Following on from my last post and Sian’s comments, I have been adding hand and free machine stitching to the digitised design to break it up and make the overall effect more interesting.
Photo 1
Revisiting the sample – I have added hand stitches in metallic thread in places across the knots and in some of the spaces, and some beads on the top centre knot. I am thinking that I could use beads to create a focal point on the front and let the handstitching stray around the whole dress. You can also see that on this sample I tried machining some larger scale knots in black on black with various threads, matt, shiny and metallic.

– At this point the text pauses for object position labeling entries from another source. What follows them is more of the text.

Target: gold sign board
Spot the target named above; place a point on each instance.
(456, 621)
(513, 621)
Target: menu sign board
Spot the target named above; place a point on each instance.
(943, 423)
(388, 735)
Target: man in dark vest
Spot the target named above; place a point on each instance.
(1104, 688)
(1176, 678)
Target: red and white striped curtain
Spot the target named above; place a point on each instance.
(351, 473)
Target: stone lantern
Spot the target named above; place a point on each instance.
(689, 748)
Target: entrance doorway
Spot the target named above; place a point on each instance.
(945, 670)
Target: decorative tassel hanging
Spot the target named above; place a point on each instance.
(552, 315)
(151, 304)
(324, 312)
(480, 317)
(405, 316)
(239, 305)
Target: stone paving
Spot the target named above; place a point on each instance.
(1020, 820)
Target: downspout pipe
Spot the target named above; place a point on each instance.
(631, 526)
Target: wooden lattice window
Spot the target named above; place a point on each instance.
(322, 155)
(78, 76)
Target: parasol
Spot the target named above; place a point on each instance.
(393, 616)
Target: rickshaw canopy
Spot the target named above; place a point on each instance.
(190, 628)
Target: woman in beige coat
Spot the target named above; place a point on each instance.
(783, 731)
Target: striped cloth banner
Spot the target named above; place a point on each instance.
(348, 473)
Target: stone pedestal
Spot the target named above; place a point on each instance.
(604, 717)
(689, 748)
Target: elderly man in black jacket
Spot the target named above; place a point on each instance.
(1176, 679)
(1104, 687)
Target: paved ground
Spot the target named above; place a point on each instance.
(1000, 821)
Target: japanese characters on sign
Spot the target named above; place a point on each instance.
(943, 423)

Oddly enough, they show up more in the photograph than in real life.
Photo 2
How to decorate the large areas of black velvet – this is the back of the sample so you can see the lines clearly on the white interfacing. I decided to use the triskele as it is another common motif and has lots of movement, so it contrasts with the knotwork. I have drawn it overlapping randomly and machined from the back with a variegated metallic thread. I was having one of those days when I made this sample and managed first to forget to reverse the design, so they were spiralling anti-clockwise on the front (not good) and then applied the vilene to the right side of the fabric and stitched it (really not good), and finally tried stitching, as I often do, with the darning foot on and feed dogs up which left marks all over the velvet (bad). But we got there in the end. I chose a coloured metallic thread as the black ones disappeared into the pile, and this will give the dress a bit of sparkle. I will probably leave the black parts of the sleeves plain so it is not overpowering, but I will leave them until last and then decide.
Photo 3
Back left of bodice to see overall effect - I have cut it with large seam allowances (growing space) so the knotwork will be against the zip when it is made up and the shawl will cover most of the black.
Photo 4
Detail of back - the camera is having all sorts of trouble with the dark background and reflective threads, but hopefully you can see the little bit of handstitching on the knotwork.
Photo 5 and 6
I used Spoonflower to print a length of cotton/silk with a greatly enlarged image of knotwork, stitched green on green, to use for the lining, pleats and shawl. The closeness of the colours just gives an overall texture. When I held it against the bodice back, I felt the green was a bit too light (more fresh spring green than emerald), so I have tried overdyeing a sample, which is on the left of photo 6, and I prefer this colour, so I will dye the length.
Photo 7
Drawing for knotwork on skirt panels.